On Tue, Jul 02, 2019 at 04:51:38PM +0100, Cristian Marussi wrote:
> Hi
>
> On 6/21/19 11:35 AM, Dave Martin wrote:
> > On Thu, Jun 13, 2019 at 12:13:30PM +0100, Cristian Marussi wrote:
> >> Added a simple mangle testcase which messes with the ucontext_t
> >> from within the sig_handler, trying to toggle PSTATE SSBS bit.

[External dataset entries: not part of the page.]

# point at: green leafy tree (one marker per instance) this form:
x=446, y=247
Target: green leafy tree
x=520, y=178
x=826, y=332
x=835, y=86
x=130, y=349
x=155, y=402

> >> Expect SIGILL if SSBS feature unsupported or that the value set in
> >> PSTATE.SSBS is preserved on test PASS.
> >>
> >> Signed-off-by: Cristian Marussi <cristian.marussi@xxxxxxx>
> >> ---
> >> .../arm64/signal/testcases/.gitignore | 1 +
> >> .../testcases/mangle_pstate_ssbs_regs.c | 41 +++++++++++++++++++
> >> 2 files changed, 42 insertions(+)
> >> create mode 100644 tools/testing/selftests/arm64/signal/testcases/mangle_pstate_ssbs_regs.c
> >>
> >> diff --git a/tools/testing/selftests/arm64/signal/testcases/.gitignore b/tools/testing/selftests/arm64/signal/testcases/.gitignore
> >> index e7a1d998b650..c2972c3f33ca 100644
> >> --- a/tools/testing/selftests/arm64/signal/testcases/.gitignore
> >> +++ b/tools/testing/selftests/arm64/signal/testcases/.gitignore
> >> @@ -5,3 +5,4 @@ mangle_pstate_invalid_state_toggle
> >> mangle_pstate_invalid_mode_el1
> >> mangle_pstate_invalid_mode_el2
> >> mangle_pstate_invalid_mode_el3
> >> +mangle_pstate_ssbs_regs
> >> diff --git a/tools/testing/selftests/arm64/signal/testcases/mangle_pstate_ssbs_regs.c b/tools/testing/selftests/arm64/signal/testcases/mangle_pstate_ssbs_regs.c
> >> new file mode 100644
> >> index 000000000000..d997ebf742d9
> >> --- /dev/null
> >> +++ b/tools/testing/selftests/arm64/signal/testcases/mangle_pstate_ssbs_regs.c
> >> @@ -0,0 +1,41 @@
> >> +/* SPDX-License-Identifier: GPL-2.0 */
> >> +/* Copyright (C) 2019 ARM Limited */
> >> +
> >> +#include "test_signals_utils.h"
> >> +#include "testcases.h"
> >> +
> >> +static int mangle_invalid_pstate_ssbs_run(struct tdescr *td,
> >> + siginfo_t *si, ucontext_t *uc)
> >> +{
> >> + ASSERT_GOOD_CONTEXT(uc);
> >> +
> >> + /* toggle bit value */
> >> + uc->uc_mcontext.pstate ^= PSR_SSBS_BIT;
> >> + /* Save after mangling...it should be preserved */
> >> + td->saved_uc = *uc;
> >> +
> >> + return 1;
> >> +}
> >> +
> >> +static int pstate_ssbs_bit_checks(struct tdescr *td)
> >> +{
> >> + uint64_t val = 0;
> >> +
> >> + get_regval(MRS_SSBS_SYSREG, val);
> >> + /* pass when preserved */
> >> + td->pass = (!!(val & MRS_SSBS_BIT) ==
> >> + !!(td->saved_uc.uc_mcontext.pstate & PSR_SSBS_BIT));
> >
> > Nit: there's a redundant level of ! here, and the outer () are unnecessary:
> >
> > (!!a == !!b) -> !a == !b
> >
>
> This was me badly convinced (not sure where I got this) that the bitpos
> of PSR_SSBS_BIT in pstate was different from the bitpos as reported in
> the output of MRS SSBS, so I was trying to normalize the comparison to 1
> == 1 or 0 == 0
>
> ...but in fact bitpos is the same between PSTATE and MSR SSBS so it can
> be compared directly.
Since the #defines are separate, it may be more readable to avoid
assuming that they have the same value (even if they do).
But I'm happy either way.
> > [...]
> >
> > Can we trigger a second signal after the first returns, to grab the
> > updated ucontext and check SSBS in there directly?
> >
> > Checking that the updated value is _also_ visible via MRS remains
> > useful though, so we should keep that.
> >
>
> I have added an informational message that reports the PSTATE and the
> status of SSBS as grabbed from uc via an induced SIGUSR2.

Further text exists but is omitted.